По-настоящему этого бы и не нужно; но критики, до сих пор написанные на «Грозу», показывают нам, что наши замечания не будут лишни.
Уже и в прежних пьесах Островского мы замечали, что это не комедии интриг и не комедии характеров собственно, а нечто новое, чему мы дали бы название «пьес жизни», если бы это не было слишком обширно и потому не совсем определенно. Мы хотим сказать, что у него на первом плане является всегда общая, не зависящая ни от кого из действующих лиц, обстановка жизни. Он не карает ни злодея, ни жертву; оба они жалки вам, нередко оба смешны, но не на них непосредственно обращается чувство, возбуждаемое в вас пьесою. Вы видите, что их положение господствует над ними, и вы вините их только в том, что они не выказывают достаточно энергии для того, чтобы выйти из этого положения. Сами самодуры, против которых естественно должно возмущаться ваше чувство, по внимательном рассмотрении оказываются более достойны сожаления, нежели вашей злости: они и добродетельны и даже умны по-своему, в пределах, предписанных им рутиною и поддерживаемых их положением; но положение это таково, что в нем невозможно полное, здоровое человеческое развитие...

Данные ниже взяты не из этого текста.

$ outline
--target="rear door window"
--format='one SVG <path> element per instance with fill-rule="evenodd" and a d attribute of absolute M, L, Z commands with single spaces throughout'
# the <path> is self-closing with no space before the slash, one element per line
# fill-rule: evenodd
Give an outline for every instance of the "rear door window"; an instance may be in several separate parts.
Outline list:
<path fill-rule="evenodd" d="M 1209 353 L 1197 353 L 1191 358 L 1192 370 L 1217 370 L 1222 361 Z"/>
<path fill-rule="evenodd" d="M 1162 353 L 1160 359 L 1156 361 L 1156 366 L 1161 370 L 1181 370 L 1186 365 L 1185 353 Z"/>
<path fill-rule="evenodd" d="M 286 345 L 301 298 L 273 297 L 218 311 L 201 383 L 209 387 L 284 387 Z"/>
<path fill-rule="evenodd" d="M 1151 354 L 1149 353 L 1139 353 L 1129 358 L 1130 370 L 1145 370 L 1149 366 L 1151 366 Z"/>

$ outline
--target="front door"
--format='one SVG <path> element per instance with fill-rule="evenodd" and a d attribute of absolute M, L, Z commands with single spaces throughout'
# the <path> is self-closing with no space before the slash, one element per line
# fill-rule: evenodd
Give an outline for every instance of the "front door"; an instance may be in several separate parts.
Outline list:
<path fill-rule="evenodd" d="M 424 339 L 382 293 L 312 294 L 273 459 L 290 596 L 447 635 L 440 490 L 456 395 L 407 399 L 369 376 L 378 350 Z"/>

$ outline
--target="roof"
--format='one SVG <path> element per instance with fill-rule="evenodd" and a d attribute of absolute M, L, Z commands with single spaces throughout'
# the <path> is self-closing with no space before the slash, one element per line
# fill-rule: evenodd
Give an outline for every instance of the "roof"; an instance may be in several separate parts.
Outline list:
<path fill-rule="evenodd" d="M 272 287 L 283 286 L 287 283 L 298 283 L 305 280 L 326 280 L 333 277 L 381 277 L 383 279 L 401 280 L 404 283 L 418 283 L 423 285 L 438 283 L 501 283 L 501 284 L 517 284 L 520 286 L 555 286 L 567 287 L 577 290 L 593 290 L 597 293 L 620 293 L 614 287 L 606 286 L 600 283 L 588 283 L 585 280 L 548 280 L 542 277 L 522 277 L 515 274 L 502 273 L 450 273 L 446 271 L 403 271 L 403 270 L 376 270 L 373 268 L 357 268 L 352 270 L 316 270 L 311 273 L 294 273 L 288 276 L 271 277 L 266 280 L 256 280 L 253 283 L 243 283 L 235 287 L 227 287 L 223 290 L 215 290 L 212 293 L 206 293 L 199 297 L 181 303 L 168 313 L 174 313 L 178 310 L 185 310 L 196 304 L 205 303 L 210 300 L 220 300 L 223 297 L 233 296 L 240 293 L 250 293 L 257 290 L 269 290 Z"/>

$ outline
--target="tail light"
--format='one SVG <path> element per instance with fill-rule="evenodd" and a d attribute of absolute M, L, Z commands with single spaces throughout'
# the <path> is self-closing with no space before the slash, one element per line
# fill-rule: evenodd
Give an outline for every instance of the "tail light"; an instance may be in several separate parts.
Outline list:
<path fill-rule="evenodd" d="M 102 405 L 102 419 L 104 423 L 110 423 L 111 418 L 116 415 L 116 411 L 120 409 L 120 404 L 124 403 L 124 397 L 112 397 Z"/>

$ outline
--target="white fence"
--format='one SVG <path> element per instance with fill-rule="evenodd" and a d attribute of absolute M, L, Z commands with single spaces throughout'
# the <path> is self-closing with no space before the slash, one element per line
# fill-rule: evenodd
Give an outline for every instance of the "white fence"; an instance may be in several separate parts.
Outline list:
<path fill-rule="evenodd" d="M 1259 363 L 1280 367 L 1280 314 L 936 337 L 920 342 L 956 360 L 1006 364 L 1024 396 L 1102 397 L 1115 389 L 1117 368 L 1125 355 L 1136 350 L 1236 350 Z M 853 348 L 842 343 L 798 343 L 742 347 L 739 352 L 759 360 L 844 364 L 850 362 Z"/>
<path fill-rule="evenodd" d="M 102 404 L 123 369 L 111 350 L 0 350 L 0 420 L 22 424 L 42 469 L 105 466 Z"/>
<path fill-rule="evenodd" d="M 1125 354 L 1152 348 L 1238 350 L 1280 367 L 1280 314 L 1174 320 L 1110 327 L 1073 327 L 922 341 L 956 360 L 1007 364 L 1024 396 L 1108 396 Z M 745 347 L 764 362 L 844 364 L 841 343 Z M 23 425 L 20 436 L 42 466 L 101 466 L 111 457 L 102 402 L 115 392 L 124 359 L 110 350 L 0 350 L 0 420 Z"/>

Таким образом, борьба, требуемая теориею от драмы, совершается в пьесах Островского не в монологах действующих лиц, а в фактах, господствующих над ними. Часто сами персонажи комедии не имеют ясного или вовсе никакого сознания о смысле своего положения и своей борьбы; но зато борьба весьма отчетливо и сознательно совершается в душе зрителя, который невольно возмущается против положения, порождающего такие факты. И вот почему мы никак не решаемся считать ненужными и лишними те лица пьес Островского, которые не участвуют прямо в интриге. С нашей точки зрения, эти лица столько же необходимы для пьесы, как и главные: они показывают нам ту обстановку, в которой совершается действие, рисуют положение, которым определяется смысл деятельности главных персонажей пьесы. Чтобы хорошо узнать свойства жизни растения, надо изучать его на той почве, на которой оно растет; оторвавши от почвы, вы будете иметь форму растения, но не узнаете вполне его жизни. Точно так не узнаете вы жизни общества, если вы будете рассматривать ее только в непосредственных отношениях нескольких лиц, пришедших почему-нибудь в столкновение друг с другом: тут будет только деловая, официальная сторона жизни, между тем как нам нужна будничная ее обстановка. Посторонние, недеятельные участники жизненной драмы, по-видимому занятые только своим делом каждый, -- имеют часто одним своим существованием такое влияние на ход дела, что его ничем и отразить нельзя. Сколько горячих идей, сколько обширных планов, сколько восторженных порывов рушится при одном взгляде на равнодушную, прозаическую толпу, с презрительным индифферентизмом проходящую мимо нас! Сколько чистых и добрых чувств замирает в нас из боязни, чтобы не быть осмеянным и поруганным этой толпой! А с другой стороны, и сколько преступлений, сколько порывов произвола и насилия останавливается пред решением этой толпы, всегда как будто равнодушной и податливой, но в сущности весьма неуступчивой в том, что раз ею признано. Поэтому чрезвычайно важно для нас знать, каковы понятия этой толпы о добре и зле, что у ней считается за истину и что за ложь. Этим определяется наш взгляд на положение, в каком находятся главные лица пьесы, а следовательно, и степень нашего участия к ним.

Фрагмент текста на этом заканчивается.